People

Professor Angela McFarlane holds a chair in education at the University of Bristol, is a director of the TEEM project on evaluation of digital content in the classroom, and is on the steering committee of the Nesta FutureLab project.  Angela has designed and directed national research and evaluation projects on ICT and Learning, and is part of the team that designed the longitudinal study of the impact of networked technologies on home and school learning - Impact2. She was a member of the OECD expert group on quality in educational software and the National Education Research Forum sub-committee on Implications of Research for Policy and Practice and the first Evidence and Practice Director at Becta.

Angela has managed a number of major software development programmes and current research includes the role of e-learning in professional development, and computer games in learning. Angela designed the "Listen and Learn" English multimedia system, based on a games format. As editor of the book "IT and Authentic learning" she commissioned a chapter by David Whitebread on games and problem solving.

Angela is a regular invited contributor to the Times Educational Supplement on the subject of ICT in education.  From 2001 she has had a regular column reporting on research in the TES ‘Online’ Magazine which is published six times a year.

Angela is the conference chair of the CAL '05 conference.

John Kirriemuir is a desk-based researcher, primarily working for educational funding bodies in the UK and abroad. One of his research specialities is on the use of computer and video games in education. He is also working with the Graduate School of Education in the University of Bristol, studying the effectiveness of online video games in education.

John is currently carrying out a survey (the fourth in a series), examining the use of "pure entertainment" computer and video games in classroom-based education.
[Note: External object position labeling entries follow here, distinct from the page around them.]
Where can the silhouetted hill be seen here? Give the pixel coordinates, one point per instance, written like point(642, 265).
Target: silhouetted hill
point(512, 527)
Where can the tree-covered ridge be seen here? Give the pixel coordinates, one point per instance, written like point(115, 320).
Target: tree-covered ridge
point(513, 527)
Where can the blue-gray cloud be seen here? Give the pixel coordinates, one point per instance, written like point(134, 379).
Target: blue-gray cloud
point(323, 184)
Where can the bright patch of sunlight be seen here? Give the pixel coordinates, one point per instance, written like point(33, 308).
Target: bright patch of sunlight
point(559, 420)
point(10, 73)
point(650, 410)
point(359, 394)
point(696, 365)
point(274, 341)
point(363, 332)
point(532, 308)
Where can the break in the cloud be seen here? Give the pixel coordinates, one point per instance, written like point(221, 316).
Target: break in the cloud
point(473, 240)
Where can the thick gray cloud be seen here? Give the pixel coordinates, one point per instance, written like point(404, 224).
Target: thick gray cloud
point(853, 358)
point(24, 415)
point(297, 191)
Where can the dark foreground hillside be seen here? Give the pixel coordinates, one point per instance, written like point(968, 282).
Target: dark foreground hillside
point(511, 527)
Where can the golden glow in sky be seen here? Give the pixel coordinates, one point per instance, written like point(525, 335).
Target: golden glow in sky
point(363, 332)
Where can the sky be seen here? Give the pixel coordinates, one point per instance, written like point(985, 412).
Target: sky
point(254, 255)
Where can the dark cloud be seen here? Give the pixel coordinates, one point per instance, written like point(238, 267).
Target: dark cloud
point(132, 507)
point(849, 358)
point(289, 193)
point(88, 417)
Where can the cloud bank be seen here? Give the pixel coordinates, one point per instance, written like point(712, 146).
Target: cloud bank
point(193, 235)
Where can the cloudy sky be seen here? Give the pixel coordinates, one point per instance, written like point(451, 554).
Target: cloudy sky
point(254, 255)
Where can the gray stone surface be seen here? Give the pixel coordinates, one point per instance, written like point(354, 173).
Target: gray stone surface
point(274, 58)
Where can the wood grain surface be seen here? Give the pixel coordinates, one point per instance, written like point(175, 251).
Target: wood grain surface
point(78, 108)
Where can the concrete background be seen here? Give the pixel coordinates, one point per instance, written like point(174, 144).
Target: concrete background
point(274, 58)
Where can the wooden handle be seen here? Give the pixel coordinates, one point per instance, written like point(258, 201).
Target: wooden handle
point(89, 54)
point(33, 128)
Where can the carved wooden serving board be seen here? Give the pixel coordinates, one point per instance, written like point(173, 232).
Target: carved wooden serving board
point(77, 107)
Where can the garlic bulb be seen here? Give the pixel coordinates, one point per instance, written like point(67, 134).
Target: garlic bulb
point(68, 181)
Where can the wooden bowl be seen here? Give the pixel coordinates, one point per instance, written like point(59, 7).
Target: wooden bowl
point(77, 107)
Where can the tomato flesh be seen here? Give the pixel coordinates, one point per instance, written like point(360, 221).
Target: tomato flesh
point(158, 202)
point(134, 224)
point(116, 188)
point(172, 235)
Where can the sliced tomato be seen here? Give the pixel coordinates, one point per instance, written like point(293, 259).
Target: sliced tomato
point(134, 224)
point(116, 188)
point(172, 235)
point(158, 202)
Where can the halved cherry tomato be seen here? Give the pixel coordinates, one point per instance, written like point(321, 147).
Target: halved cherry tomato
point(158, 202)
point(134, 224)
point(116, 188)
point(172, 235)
David Squire is director of DESQ Ltd, a UK based independent learning games and e-learning developer. David founded DESQ in 1998 after spending 10 years working under various guises in community arts and further education. He oversees a team of producers creating award winning e-learning materials and game-based learning applications for clients such as the UK National Learning Network (NLN), Oxford University Press, Channel 4 Television and the BBC.

DESQ is a member of Games Republic, a UK regional games developer association and a industry member of Nesta FutureLab. David is an honorary Research Fellow in the University of Bristol, looking at theories of game design and game-based learning to inform practice.